Be open to other options
If someone on operations says there’s going to be a problem, listen to them. That means shutting your mouth and really hearing what they have to say. You’re an engineer, not God. The core competency of operations is site reliability. Let them help you. The solution you come to together will be much better than the one you thought of on your own.
Have some humility
If someone was woken up in the middle of the night because of something you released, say sorry. Buy some coffee. Help ’em out. Own your shit. When you take responsibility for a mistake, your colleagues are much less likely to make a voodoo doll of you and keep it by their bed.
Practice Failing Together
Failure is never a question of if, but when.
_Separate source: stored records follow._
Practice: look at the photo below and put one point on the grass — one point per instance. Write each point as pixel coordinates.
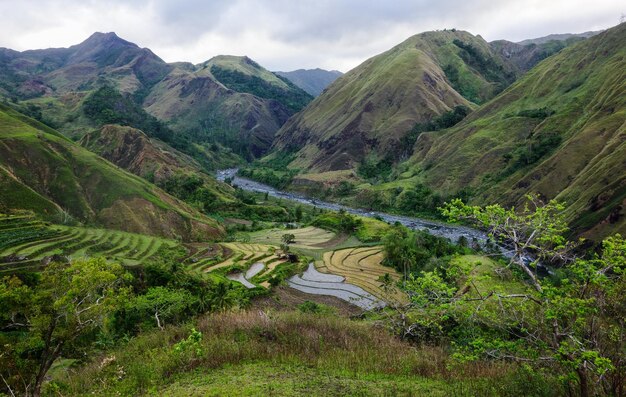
(285, 354)
(27, 242)
(239, 258)
(308, 237)
(62, 175)
(363, 267)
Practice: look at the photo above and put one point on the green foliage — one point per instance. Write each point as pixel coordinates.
(340, 222)
(279, 180)
(420, 199)
(540, 113)
(568, 324)
(445, 120)
(530, 152)
(484, 65)
(54, 316)
(288, 238)
(415, 251)
(163, 304)
(106, 105)
(293, 99)
(191, 344)
(374, 168)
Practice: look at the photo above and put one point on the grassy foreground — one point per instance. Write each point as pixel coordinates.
(286, 354)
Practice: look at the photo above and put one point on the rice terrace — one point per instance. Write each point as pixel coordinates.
(346, 198)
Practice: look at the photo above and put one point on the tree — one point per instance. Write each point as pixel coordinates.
(536, 230)
(573, 323)
(49, 319)
(288, 238)
(163, 304)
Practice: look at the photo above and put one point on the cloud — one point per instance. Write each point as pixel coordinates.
(287, 34)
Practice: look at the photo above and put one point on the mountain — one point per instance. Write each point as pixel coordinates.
(528, 53)
(229, 101)
(175, 172)
(559, 131)
(559, 37)
(153, 160)
(371, 109)
(42, 171)
(313, 81)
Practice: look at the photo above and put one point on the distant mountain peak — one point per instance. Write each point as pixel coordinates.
(99, 38)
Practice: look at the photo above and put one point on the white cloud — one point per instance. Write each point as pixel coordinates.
(286, 34)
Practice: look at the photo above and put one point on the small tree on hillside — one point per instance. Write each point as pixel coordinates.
(575, 324)
(288, 238)
(41, 323)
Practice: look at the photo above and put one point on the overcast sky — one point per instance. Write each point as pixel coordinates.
(290, 34)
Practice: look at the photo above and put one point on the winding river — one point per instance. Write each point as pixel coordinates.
(452, 232)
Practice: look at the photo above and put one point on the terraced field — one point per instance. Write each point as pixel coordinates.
(27, 243)
(249, 264)
(363, 267)
(308, 237)
(316, 283)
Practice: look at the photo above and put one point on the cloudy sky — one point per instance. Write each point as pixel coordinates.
(289, 34)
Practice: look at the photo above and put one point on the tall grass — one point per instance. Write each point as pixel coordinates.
(328, 343)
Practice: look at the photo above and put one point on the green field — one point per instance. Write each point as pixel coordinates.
(27, 243)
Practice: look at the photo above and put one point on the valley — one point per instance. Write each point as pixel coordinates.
(445, 218)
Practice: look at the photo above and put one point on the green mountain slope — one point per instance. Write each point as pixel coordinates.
(153, 160)
(229, 100)
(42, 171)
(559, 131)
(373, 107)
(313, 81)
(241, 110)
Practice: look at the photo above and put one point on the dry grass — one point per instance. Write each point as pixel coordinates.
(333, 346)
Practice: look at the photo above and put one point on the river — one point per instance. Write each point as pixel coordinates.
(452, 232)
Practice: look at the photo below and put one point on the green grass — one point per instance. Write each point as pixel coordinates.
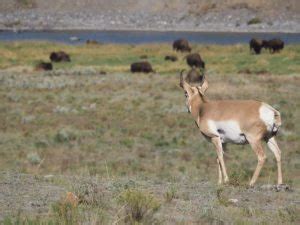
(132, 131)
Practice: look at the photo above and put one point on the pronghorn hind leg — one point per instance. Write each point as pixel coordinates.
(219, 172)
(218, 145)
(261, 157)
(272, 145)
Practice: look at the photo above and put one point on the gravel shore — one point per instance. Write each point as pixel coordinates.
(229, 21)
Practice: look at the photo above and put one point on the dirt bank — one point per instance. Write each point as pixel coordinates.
(214, 15)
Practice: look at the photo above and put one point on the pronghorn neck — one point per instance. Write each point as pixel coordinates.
(196, 103)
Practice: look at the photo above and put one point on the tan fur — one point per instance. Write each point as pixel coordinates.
(244, 113)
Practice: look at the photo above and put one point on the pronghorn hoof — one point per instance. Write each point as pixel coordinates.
(282, 187)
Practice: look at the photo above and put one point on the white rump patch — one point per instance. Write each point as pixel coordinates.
(267, 115)
(228, 131)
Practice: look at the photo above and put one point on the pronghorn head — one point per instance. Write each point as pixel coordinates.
(190, 91)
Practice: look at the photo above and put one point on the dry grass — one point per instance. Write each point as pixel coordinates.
(122, 127)
(117, 58)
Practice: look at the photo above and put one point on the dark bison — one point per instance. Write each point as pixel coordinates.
(172, 58)
(44, 66)
(91, 42)
(141, 67)
(195, 60)
(255, 45)
(181, 45)
(59, 57)
(194, 76)
(274, 45)
(143, 57)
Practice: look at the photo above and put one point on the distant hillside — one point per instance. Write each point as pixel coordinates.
(195, 7)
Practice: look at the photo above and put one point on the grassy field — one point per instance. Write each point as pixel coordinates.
(125, 144)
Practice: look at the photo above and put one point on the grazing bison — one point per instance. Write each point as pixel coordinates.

You will fail. A deploy will bring down the site. A typo in your configuration will bring users to Twitter fisticuffs.
It happens. We’re human. And until Skynet, we’re all stuck dealing with our occasional mistakes.
Have a healthy attitude around failure
You need to 80/20 your failure preparedness procedures. It’s okay to spend 80% of your time trying to prevent failure, but devote at least 20% to practicing how you will handle failure when it happens. We all half ignore the safety talk given at the start of every flight, but I appreciate that oxygen falls from the ceiling in the event Bane decides to crash my plane.
Stop pointing fingers
Avoid blame. It never feels good to make a mistake. And when 20 people are required to rectify it, it feels even worse. When I screw up, I’m embarrassed. And if I feel attacked, I become defensive. I think most of you would probably say the same. Let’s give everyone a little slack. It could have been your typo.
Leave your egos at the door
When I started powerlifting seriously, I joined a small team of intimidating lifters. The head of the group — a 60-year-old Juggernaut-like man whose traps rose to just under his ears — had one rule: leave your ego at the door. It didn’t matter that we had to strip off 400 pounds every time it was my turn to squat. All that mattered was that I listened, learned and respected the team. We could all learn a lot from that.
Here’s a short list of books you may be interested in:
- The Phoenix Project by Gene Kim, Kevin Behr and George Spafford
- Implementing Lean Software Development by Mary and Tom Poppendieck (I love husband + wife teams!)
- The Lean Startup by Eric Ries
- Web Operations by John Allspaw
- Continuous Delivery by Jez Humble and David Farley
- The Goal by Dr. Eliyahu M. Goldratt
- The Field Guide to Understanding ‘Human Error’ by Sidney Dekker
And no, I haven’t read all those books. I’m convinced people lie about how many books they’ve read. Or I watch too much Netflix. Don’t judge me.